Are LLMs training on the AST parses of the symbolic expressions, or token coocurrence? What about training on the relations between code and tests?

Benchmarks for math and physics LLMs: FrontierMath, TheoremQA, Multi SWE-bench: https://news.ycombinator.com/item?id=42097683

amelius

Waiting for llms for compilers.

null

[deleted]

sylware

Maths models have very probably significant differences. For instance, they are strapped to a formal solver. Not to mention, they should be in "continuous" ML learning mode.

I wonder if from the observation data of particle physics we have, a "physics" model could "infer" a hard mathemical theory using those previous maths models (and probably other tools) which would fit this very observation data.

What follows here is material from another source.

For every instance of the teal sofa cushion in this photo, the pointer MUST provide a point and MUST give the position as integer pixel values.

ScyFy: if those mathemical theories are beyond us, we would need other models in order to try to extract some predictions which could be interesting for us to verify with some "real-life"/reasonable experiments.

youreth4tguy

I notice that I trust LLMs a lot nowadays, because I spent a lot of time trying to understand the answer to the first question, thinking I was just "not getting it", until realizing that it's just wrong, and then also realizing that the question doesn't even make sense in the slightest.

mmiyer

The question is perfectly valid -https://math.stackexchange.com/questions/60050/find-a-functi...

The paper notes GPT 4 can solve it (they seemed to have asked ChatGPT 3.5 - this paper is old by AI standards, the first version being from Dec 2023).

lanstin

Yeah they aren't that good at spotting wrong questions (tho better than a year ago). Claude is especially likely to do this correctly. GPT o whatever will do this push back wrongly. Something in Gemini is positioning Gemini as an all knowing expert rather than a tool for exploring new true statements. It ends almost every thing with "is there anything else I can explain about the distribution of algebraic numbers with a given height".

lanstin

Actually I just did one of my test questions on GPT o3-mini-high and it got it. Very nice. Back in the lead over Claude. (My last check was with o1; although if they used the whole chat history to train or fine tune I gave the answer and in the end forced o1 to accept it. Lot of arm twisting language tho.)